Virgin Mobile, LG Optimus V, Amazon App Store, & Tethering

Apparently I've avoided the whole Verizon and AT&T tethering app block by using Virgin Mobile's unlimited data service on the LG Optimus V for $25/mo. Sometimes there are 3G drops and slow downs but it works fine for my usage pattern and the speeds are quite fast when downloading large podcasts. Even Hulu will stream well at 320/280p. Apparently Virgin Mobile uses the Sprint Network, but at $25/mo. I probably get the lowest tier of network availability. Not a problem for me if I don't have to worry about a stupid bandwidth cap and expensive overages.

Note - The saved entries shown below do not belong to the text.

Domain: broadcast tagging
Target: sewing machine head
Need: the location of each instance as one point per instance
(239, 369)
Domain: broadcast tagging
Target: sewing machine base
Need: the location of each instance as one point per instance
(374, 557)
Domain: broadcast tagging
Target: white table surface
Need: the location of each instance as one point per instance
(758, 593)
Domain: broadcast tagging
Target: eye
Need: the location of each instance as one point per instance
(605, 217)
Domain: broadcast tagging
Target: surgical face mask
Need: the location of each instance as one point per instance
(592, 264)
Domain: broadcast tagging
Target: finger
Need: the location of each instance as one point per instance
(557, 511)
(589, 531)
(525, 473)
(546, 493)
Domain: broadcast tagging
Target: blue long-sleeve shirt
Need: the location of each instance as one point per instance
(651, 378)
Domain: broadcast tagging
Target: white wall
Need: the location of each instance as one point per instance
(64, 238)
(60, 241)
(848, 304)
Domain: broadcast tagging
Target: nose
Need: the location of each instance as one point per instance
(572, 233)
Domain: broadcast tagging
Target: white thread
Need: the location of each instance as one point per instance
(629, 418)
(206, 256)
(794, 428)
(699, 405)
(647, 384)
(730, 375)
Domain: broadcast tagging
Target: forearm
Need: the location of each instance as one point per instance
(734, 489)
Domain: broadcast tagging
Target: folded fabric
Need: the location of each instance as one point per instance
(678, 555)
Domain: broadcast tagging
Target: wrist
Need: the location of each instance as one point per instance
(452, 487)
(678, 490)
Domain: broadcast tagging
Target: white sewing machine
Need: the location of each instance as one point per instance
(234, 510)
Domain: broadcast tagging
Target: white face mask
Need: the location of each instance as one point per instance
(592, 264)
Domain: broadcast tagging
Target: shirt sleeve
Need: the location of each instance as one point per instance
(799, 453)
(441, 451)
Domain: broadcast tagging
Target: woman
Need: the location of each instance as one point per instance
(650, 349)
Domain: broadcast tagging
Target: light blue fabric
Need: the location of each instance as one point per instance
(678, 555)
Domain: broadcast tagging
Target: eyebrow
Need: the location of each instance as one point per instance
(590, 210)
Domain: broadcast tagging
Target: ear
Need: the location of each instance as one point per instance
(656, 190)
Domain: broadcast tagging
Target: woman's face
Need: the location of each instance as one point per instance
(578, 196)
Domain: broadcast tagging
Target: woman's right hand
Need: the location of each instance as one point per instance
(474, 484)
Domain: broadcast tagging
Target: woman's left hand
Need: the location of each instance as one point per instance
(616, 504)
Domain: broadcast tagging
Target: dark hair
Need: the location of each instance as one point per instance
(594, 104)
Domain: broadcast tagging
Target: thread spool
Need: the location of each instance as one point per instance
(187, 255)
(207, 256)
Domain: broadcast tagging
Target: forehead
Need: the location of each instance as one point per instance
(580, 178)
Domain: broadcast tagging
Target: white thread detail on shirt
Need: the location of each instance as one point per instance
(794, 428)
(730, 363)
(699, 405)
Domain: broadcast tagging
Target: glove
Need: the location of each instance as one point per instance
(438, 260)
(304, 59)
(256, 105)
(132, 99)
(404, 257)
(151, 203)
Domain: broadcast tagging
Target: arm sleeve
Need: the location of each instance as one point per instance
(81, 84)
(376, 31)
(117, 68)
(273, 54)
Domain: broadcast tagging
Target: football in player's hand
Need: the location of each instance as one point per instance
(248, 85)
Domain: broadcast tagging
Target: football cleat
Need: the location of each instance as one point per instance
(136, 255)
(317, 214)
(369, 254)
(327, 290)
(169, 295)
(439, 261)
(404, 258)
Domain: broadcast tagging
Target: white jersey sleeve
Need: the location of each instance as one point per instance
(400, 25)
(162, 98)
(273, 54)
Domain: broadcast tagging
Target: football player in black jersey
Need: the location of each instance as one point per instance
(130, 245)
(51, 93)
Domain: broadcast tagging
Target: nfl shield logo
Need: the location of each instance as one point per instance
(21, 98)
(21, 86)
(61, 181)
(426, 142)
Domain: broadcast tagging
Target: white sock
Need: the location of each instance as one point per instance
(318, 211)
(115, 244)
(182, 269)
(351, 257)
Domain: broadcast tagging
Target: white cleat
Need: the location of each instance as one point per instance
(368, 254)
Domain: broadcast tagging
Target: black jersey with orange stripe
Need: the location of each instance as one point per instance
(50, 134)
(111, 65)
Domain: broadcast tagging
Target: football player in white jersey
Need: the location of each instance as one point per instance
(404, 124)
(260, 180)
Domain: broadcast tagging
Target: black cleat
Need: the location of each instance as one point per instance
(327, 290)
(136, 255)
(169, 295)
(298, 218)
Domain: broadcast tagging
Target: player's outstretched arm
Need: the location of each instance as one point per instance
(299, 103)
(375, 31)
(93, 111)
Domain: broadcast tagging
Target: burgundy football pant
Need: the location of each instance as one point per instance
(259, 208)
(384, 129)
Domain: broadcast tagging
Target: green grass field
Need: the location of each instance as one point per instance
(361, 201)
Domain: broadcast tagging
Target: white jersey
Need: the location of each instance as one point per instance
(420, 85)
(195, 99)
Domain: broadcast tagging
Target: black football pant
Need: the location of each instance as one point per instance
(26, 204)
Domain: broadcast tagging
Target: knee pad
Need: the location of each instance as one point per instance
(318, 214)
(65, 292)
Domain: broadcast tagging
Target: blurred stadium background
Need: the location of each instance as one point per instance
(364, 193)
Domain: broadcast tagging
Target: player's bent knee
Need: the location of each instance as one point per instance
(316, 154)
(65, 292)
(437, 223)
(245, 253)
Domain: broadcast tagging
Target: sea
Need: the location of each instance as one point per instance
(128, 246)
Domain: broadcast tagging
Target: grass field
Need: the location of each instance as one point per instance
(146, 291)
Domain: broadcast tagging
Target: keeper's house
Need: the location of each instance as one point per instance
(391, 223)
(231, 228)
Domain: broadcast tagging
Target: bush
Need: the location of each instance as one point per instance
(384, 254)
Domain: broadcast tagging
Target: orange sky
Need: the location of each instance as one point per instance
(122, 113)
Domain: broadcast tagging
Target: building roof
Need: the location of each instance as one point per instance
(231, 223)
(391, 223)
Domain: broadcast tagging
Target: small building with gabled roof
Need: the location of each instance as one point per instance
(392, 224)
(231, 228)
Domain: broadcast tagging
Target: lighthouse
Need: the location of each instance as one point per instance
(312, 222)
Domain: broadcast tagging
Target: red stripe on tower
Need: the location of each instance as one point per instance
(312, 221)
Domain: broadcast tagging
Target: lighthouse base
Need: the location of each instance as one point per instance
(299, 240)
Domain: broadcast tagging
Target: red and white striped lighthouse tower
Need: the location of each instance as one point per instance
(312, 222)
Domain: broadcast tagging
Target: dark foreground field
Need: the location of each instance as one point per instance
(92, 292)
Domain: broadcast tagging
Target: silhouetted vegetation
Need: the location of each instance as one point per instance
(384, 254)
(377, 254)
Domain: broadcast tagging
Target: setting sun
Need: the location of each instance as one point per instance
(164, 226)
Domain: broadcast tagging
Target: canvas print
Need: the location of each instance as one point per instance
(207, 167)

I also sidestep the Google app store and use the Amazon app store to buy Easy Tether Pro app for $9.99. It works in Windows and my Ubuntu/Kubuntu/Peppermint machines. The app uses the USB debugging mode to avoid needing a root phone. I do have trouble getting the USB mode to connect in Linux, but after pulling down the android status bar and clicking on the "connect to USB" message the phone will eventually connect to the computer as a mass storage device. I don't really use Windows so I don't know if the USB connection behaves in the same manner. I do have apps stored on my SD card so maybe they are still running and preventing phone from immediately connecting in USB mode. Just a guess.

I would like to see if Verizon or AT&T will go after the Amazon app store to try and block the tethering apps there. Hopefully Amazon would give some push back since they aren't the phone OS provider. This is one great thing about Android. Apps can be installed from multiple sources and not just the "approved" app store. "Approved" is one degree of separation from BANNED!